Des rayonnages de magasins vidés de pâtes, riz et sardines à l’huile, des clients de grandes surfaces avec des caddies remplis de yaourts, de bouteilles d’huile ou de boîtes de conserve… Des photos de ce genre circulent abondamment sur les réseaux sociaux. Sur Internet, les escrocs s’en donnent à cœur joie. Ainsi, une boutique répondant au nom de « Franc shopping » propose sur Amazon des lots de quatre paquets de coquillettes de 500 grammes pour… 28 € ! Les achats de pâtes et de couscous ont doublé, ceux de riz ont été multipliés par 2,5. D’autres produits sont également plus demandés, quoique dans des proportions moindres, à l’instar des charcuteries et des plats cuisinés, en hausse de 20 à 30 % chez Fleury Michon.
Pourtant, le gouvernement et les distributeurs répètent à l’envi que les aliments ne manqueront pas dans les prochaines semaines. Le ministre de l’Économie Bruno Le Maire l’a assuré dimanche 5 mars : « La sécurité d’approvisionnement en produits alimentaires et de première nécessité est garantie dans les jours et les semaines à venir […]. 90 à 95 % des références sont disponibles. » Même si des ruptures de stocks sont constatées quotidiennement dans de nombreux commerces, les magasins sont réapprovisionnés tous les jours. Que Choisir a interrogé les géants de l’agroalimentaire, aucune pénurie ne semble se profiler.
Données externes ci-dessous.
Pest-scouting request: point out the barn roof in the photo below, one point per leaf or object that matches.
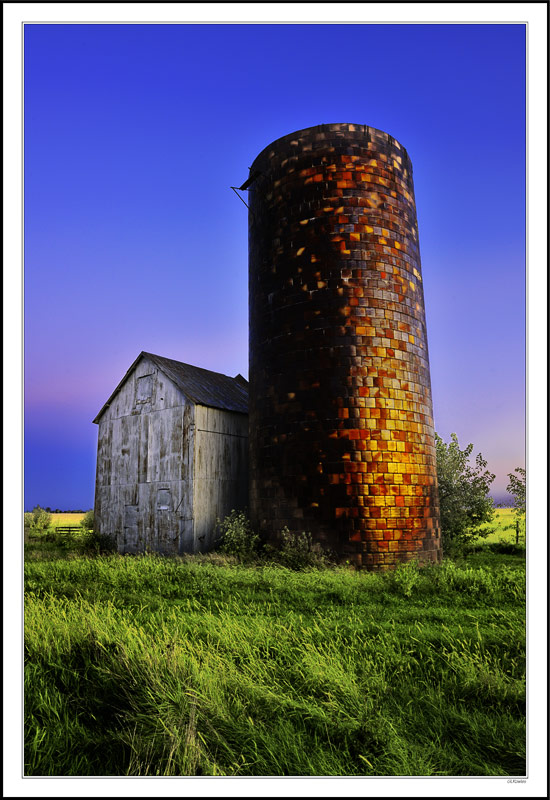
(200, 386)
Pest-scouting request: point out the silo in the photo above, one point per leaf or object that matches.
(341, 426)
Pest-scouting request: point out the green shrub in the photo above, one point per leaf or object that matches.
(298, 551)
(41, 519)
(87, 520)
(236, 536)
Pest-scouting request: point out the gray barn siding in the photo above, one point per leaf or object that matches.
(220, 469)
(166, 468)
(144, 466)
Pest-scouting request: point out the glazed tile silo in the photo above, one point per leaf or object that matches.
(341, 425)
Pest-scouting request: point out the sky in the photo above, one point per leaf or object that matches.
(133, 136)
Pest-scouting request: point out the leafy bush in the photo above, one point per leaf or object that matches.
(236, 536)
(87, 520)
(298, 551)
(41, 519)
(463, 494)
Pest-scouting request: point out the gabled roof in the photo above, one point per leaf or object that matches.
(200, 386)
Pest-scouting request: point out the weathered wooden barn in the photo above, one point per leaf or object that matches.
(172, 456)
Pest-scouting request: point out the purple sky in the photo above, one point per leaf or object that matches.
(134, 241)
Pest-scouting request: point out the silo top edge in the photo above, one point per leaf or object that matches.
(336, 127)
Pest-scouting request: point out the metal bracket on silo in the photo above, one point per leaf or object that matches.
(251, 178)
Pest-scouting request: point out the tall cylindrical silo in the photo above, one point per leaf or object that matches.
(341, 427)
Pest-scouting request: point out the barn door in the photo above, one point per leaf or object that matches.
(130, 528)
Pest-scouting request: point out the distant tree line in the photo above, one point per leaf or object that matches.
(60, 510)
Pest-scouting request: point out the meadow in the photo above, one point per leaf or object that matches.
(66, 518)
(143, 665)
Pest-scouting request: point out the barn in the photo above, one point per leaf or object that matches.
(172, 456)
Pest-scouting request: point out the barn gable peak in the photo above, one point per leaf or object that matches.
(200, 386)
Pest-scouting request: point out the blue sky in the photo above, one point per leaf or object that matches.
(134, 240)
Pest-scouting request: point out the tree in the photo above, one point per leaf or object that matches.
(516, 488)
(464, 500)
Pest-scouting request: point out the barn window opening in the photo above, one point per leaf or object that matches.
(164, 500)
(144, 391)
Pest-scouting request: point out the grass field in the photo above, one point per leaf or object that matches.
(66, 519)
(198, 666)
(503, 527)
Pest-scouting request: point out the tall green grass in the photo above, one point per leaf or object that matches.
(152, 666)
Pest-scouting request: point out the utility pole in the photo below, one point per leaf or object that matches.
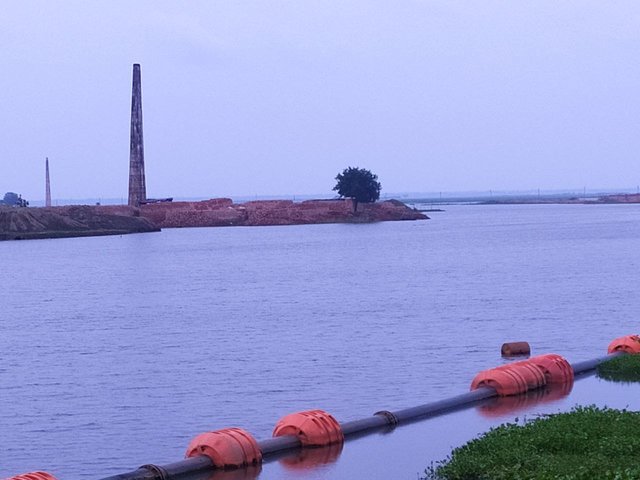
(47, 195)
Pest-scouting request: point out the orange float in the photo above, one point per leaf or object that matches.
(556, 368)
(627, 344)
(314, 428)
(511, 379)
(33, 476)
(227, 448)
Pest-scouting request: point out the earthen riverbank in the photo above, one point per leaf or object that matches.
(71, 221)
(77, 221)
(223, 212)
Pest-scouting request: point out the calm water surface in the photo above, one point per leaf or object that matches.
(116, 351)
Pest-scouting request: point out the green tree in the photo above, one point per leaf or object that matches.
(359, 184)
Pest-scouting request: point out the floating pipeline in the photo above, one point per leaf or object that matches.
(234, 454)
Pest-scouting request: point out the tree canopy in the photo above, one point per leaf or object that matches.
(359, 184)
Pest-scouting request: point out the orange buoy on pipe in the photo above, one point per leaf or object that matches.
(627, 344)
(513, 349)
(227, 448)
(33, 476)
(510, 379)
(314, 428)
(556, 368)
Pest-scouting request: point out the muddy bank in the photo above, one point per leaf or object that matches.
(223, 212)
(71, 221)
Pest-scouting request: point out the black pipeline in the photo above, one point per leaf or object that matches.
(199, 467)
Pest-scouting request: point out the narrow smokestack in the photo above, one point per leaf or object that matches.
(47, 196)
(137, 186)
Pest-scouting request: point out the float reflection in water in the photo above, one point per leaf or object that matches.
(503, 406)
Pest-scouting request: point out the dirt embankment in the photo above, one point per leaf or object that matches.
(223, 212)
(71, 221)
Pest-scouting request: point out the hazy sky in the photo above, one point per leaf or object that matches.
(276, 97)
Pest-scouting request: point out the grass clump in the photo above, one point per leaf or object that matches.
(585, 443)
(625, 368)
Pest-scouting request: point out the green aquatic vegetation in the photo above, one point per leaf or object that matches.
(625, 368)
(585, 443)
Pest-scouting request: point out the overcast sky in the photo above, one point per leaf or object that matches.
(276, 97)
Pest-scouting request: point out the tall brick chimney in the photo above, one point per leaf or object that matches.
(137, 185)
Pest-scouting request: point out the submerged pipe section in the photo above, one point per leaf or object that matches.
(220, 450)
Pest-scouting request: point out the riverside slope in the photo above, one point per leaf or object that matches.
(71, 221)
(223, 212)
(85, 220)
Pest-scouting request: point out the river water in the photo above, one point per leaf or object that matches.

LES USINES AGROALIMENTAIRES TOURNENT PLEIN POT
« Les usines Panzani fonctionnent 24 heures sur 24 et 7 jours sur 7 pour répondre au doublement de la demande », explique le directeur général du groupe, Xavier Riescher, à Que Choisir. Il n’y a pas d’usines de pâtes à l’arrêt, ni en France, ni d’ailleurs en Italie. » Chez Fleury Michon, la fabrication est passée de 5 à 6 jours par semaine. Pour « garantir la chaîne d’approvisionnement », des assouplissements aux réglementations du travail (sur les heures supplémentaires, le travail de nuit…) sont prévus, a d’ailleurs promis Bruno Le Maire. Et les salariés bénéficient des dérogations sur les restrictions de circulation. Peu manquent à l’appel actuellement, soulignent tous les industriels interrogés, qui ont parfois fait revenir leurs jeunes retraités. Et si besoin, « une foule d’étudiants désœuvrés sont prêts à mettre la main à la pâte », selon une agence d’intérim. Cette situation est donc gérable sur quelques semaines, et tant qu’il n’y pas trop de personnel malade… Un acteur de la filière fruits et légumes explique : « On est sur le pont, mais sereins. Il n’y aura pas de problème globalement, même si nous ne produirons plus certaines références anecdotiques, comme les mélanges de salades. »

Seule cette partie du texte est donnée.